Sergei Parajanov Museum

Yerevan


For something totally unique, head to this museum near Hrazdan Gorge. Crammed with collages, drawings, photographs and assemblages created by the experimental film-maker best known for his 1969 film Sayat Nova (aka The Colour of Pomegranates), it is as eccentric as it is engaging. Housed in an attractive 19th-century timber house, the collection manages to evoke Parajanov's prodigious talent, humour and humanity while at the same time illustrating the difficulties faced by artists, film-makers and writers living in the USSR.

Born in 1924 in Tiflis (Tbilisi), Parajanov moved to Moscow in 1945 to study film-making. His early career was blighted when he was convicted of homosexuality (then illegal) in 1948, a charge that many of his friends and supporters considered bogus. After being released from jail and living in Ukraine for a few years, he moved to Yerevan in the late 1960s. Two more criminal charges were levied against him in 1973 (for rape and producing pornography) and he was sentenced to five years of hard labour in a Siberian jail.
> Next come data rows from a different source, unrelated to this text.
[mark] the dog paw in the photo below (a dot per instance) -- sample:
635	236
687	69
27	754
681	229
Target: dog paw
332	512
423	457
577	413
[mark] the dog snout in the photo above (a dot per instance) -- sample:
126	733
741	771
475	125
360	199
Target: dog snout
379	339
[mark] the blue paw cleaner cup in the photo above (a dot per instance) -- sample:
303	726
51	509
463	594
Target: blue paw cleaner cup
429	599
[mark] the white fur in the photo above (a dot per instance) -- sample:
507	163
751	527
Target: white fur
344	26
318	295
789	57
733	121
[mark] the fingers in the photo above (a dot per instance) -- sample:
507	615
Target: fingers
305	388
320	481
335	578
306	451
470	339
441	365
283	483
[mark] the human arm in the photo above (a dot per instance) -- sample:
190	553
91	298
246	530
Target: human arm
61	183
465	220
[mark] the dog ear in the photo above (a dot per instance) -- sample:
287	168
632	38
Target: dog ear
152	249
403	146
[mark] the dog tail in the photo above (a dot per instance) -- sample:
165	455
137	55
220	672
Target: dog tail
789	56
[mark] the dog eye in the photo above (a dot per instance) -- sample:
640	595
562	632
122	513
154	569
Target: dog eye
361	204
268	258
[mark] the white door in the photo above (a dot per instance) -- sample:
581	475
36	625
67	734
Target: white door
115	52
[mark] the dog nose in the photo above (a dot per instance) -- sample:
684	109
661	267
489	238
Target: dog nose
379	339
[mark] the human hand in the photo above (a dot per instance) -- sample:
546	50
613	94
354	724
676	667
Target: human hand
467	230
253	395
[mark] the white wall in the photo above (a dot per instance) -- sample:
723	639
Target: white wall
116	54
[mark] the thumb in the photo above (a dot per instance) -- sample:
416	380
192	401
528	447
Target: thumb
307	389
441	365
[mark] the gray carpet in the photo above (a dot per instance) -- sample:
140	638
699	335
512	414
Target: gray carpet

While in prison, he used his fingernails to make faces in aluminium milk-bottle lids and called them 'thalers'. One of these can be found in the museum and a silver replica is given as an award at the Golden Apricot Yerevan International Film Festival.

Parajanov was eventually released after a high-profile international campaign for his freedom, supported by artists including Françoise Sagan, Jean-Luc Godard, François Truffaut, Luis Buñuel, Federico Fellini, Michelangelo Antonioni, Andrei Tarkovsky, Louis Aragon and John Updike. Parajanov died in Yerevan in 1990.